Crise climática no RS entra na rota global de fake news da extrema direita
Há poucos dias, Jair Bolsonaro afirmou nas redes sociais que "problematização climática é desinformação". "Tudo orquestrado pelos gigantes que exigem dos outros o que não cumprem. Ou seja, inviabilizam o desenvolvimento de países com potencial, garantindo aos líderes destas repúblicas a sua manutenção no poder sob o custo de escravizar ainda mais seu próprio povo", escreveu.
Ele fazia alusão a uma reportagem, publicada no UOL, que revela como o governo Lula raramente convocou seu principal órgão destinado aos temas climáticos.
A afirmação do ex-presidente, porém, não é um caso isolado.
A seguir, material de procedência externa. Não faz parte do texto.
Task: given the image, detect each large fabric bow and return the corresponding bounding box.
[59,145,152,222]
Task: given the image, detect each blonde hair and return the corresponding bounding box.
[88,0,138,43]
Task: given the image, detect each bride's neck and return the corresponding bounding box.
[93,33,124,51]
Na Europa e em outros lugares do mundo onde a extrema direita ganha força, uma das mais profundas mudanças na estratégia eleitoral e política do movimento ultraconservador tem sido a de usar a questão climática para supostamente mostrar para a população que o tema é apenas uma invenção das elites e que o povo é quem paga a conta.
Assim como há uma década era a questão da imigração que servia de trampolim e bode expiatório para mobilizar votos, agora é a questão climática que desembarca como arma eleitoral.
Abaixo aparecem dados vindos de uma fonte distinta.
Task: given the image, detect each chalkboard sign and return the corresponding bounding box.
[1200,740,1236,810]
Com desinformação e manipulando dados, a extrema direita passou a recorrer ao assunto para fortalecer um racha na sociedade, denunciar a "elite", incentivar a divisão e, assim, sair em busca de apoio.
No início de maio, a líder da extrema direita francesa Marine Le Pen deu o tom: "A ideologia dos ambientalistas é a luta contra os seres humanos". Em seu novo programa eleitoral, ela defende uma ação ecologista que "respeite o equilíbrio entre as atividades humanas e a natureza".
Seu partido busca, faltando um ano para eleições francesas e com a votação para o Parlamento Europeu na mira, restabelecer o sentido de divisão na sociedade. De um lado, a população urbana, mais propensa a defender ecologistas. De outro, a população rural ou de pequenas e médias cidades que vê qualquer ato ambientalista como um peso para seu modelo de negócios e seu apego pela terra.
O mote de sua campanha, porém, nada mais é que uma promessa ao eleitorado de que o estilo de vida da população não mudará.
Aquecimento de casas na Alemanha vira símbolo
Le Pen apenas repetiu o que, meses antes, a Alemanha enfrentou. O governo de centro-esquerda de Olaf Scholz passou a implementar leis que transformariam certos aspectos da vida cotidiana, adotando finalmente medidas concretas para a transição energética. Para especialistas, tudo isso ocorre com anos de atraso.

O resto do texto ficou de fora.